The following is by far one of the most chilling stories I have ever heard. Ever. This Philadelphia story scared the shit out of me years ago and to this day is something I am not able to come to terms with. Photographing your fears is something I have been thinking a lot about lately…
"Four teenagers planned the killing for weeks, listened repeatedly on the day to the song linked to mass murderer Charles Manson, and then came together for a "group hug" after they beat 16-year-old Jason Sweeney to death in a vacant Fishtown lot, according to alleged confessions from two of them. Yesterday, all four were ordered to stand trial for the killing that the judge described as 'something out of the Dark Ages.'
Fifteen-year-old Justina Morley lured Sweeney to his death with the promise of sex, while the three boys donned latex gloves and lay in wait, according to the confessions. 'We just kept hitting and hitting him,' 18-year-old Dominic Coia told detectives. 'We took Sweeney's wallet and split up the money, and we partied beyond redemption.' Coia and 16-year-old Edward Batzig Jr. told investigators that Sweeney was beaten with a hammer, a hatchet and a rock. The four then divided the $500 take among them - $125 apiece - and purchased marijuana, heroin and the depressant Xanax. Both confessions were videotaped, detectives testified yesterday. However, those tapes were not played in court. Sweeney suffered multiple, powerful blows to the skull, testified Philadelphia Deputy Medical Examiner Ian Hood. 'The head was literally crushed. The only bone intact in his face was the left cheekbone,' Hood testified as Sweeney's mother wept openly.
Municipal Court Judge Seamus P. McCaffery, who viewed eight graphic photographs of Sweeney's injuries, called the violence barbaric. 'This is something out of the Dark Ages . . . I'm not so sure we can call ourselves a civilized society when stuff like this happens,' McCaffery said before ordering the four teenagers to stand trial for murder, conspiracy and related charges in the May 30 slaying. Morley, Batzig, Dominic Coia and his 16-year-old brother Nicholas are to be arraigned July 9. Assistant District Attorney Jude Conroy said District Attorney Lynne M. Abraham had not yet decided whether the Coias and Batzig would face death-penalty trials. Because she is under 16 years of age, Morley is not eligible for the death penalty in Pennsylvania.
Detectives testified that Dominic Coia told investigators that in the hours before the slaying, the four teens 'must have listened to 'Helter Skelter' about 42 times' - referring to the Beatles song that Manson said inspired him during his followers' 1969 California killing spree.

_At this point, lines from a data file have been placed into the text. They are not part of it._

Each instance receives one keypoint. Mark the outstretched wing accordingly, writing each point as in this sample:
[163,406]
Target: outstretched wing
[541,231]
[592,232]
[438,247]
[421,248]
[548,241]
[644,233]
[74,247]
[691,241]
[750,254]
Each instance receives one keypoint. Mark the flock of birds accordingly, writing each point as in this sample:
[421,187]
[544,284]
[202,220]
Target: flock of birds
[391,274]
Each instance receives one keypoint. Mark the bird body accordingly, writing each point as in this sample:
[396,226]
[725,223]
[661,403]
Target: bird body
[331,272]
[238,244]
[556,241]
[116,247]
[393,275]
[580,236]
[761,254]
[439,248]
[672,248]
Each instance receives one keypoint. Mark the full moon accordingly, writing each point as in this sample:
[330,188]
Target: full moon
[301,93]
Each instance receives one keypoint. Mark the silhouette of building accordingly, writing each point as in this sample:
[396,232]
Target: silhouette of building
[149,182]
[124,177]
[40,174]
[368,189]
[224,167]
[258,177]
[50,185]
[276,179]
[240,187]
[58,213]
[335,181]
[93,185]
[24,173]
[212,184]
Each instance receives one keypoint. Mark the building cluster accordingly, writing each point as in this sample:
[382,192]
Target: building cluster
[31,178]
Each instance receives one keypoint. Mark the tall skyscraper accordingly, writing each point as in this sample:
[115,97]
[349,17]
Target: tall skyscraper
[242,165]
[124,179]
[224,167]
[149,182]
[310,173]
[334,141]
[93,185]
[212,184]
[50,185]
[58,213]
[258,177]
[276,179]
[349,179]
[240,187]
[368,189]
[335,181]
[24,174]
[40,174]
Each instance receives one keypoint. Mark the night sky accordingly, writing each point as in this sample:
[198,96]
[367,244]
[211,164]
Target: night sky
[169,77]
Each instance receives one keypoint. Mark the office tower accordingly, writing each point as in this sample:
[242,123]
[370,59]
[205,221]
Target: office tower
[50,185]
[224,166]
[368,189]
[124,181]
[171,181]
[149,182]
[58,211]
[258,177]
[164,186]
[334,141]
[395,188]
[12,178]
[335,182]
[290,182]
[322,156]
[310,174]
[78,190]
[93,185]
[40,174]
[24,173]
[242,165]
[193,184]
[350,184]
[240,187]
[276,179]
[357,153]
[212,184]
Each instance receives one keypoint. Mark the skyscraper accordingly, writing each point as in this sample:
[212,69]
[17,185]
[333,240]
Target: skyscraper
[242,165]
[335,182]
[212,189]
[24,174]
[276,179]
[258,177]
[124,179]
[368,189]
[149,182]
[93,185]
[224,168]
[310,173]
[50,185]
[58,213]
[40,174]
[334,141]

Morley was "the bait to get Sweeney there," Dominic Coia told investigators. Batzig - once Sweeney's best friend - told investigators: 'We just walked up and started hitting him. . . . Soon after that, Jason started begging for his life.' Batzig told detectives he struck the first blow, and hit Sweeney with a hatchet 'four or five times . . . as hard as I could.' After Sweeney stopped breathing, Dominic Coia told detectives, the four teens engaged in 'a group hug. It was like we were all happy with what we did.' Was he high at the time?, detectives asked Dominic Coia. 'No. I was as sober as I am now. It is sick, isn't it?' he responded. Prosecutor Conroy said it was premature to discuss plea deals. 'Even the most experienced of homicide investigators are completely speechless after reviewing the facts of this case,' Conroy said. 'I guess what astonished me is their will - their persistence - to kill him.'
The Sweeney family and their supporters wore large buttons with Jason Sweeney's photograph in the courtroom, but they did not speak to reporters. Dawn Sweeney, 38, seemed nearly overcome with emotion when the three teens accused of killing her son were led into the courtroom under close guard. After the hearing, Conroy called the slaying a 'horrible, brutal, up-close and personal murder,' made even more stunning by the close friendship Sweeney and Batzig once shared. 'Shocking beyond words,' said the veteran homicide prosecutor. Hours after the hearing ended, Dawn Sweeney sat on the front steps of her home in Fishtown and talked about her son. Jason was a good son and individual who did not hang out with a bad crowd, she said. 'He didn't hang on corners. He had a life. He had dreams. He had hopes. He wanted to be a Navy Seal,' she said. 'He was a good boy. He was always a good boy. Always. From the time he was a baby. . . . He was growing up to be a beautiful man and this is the kind of person they stole from the world.'"
-Jacqueline Soteropoulos, story first ran on June 18, 2003 in the City Edition of the Philadelphia Inquirer.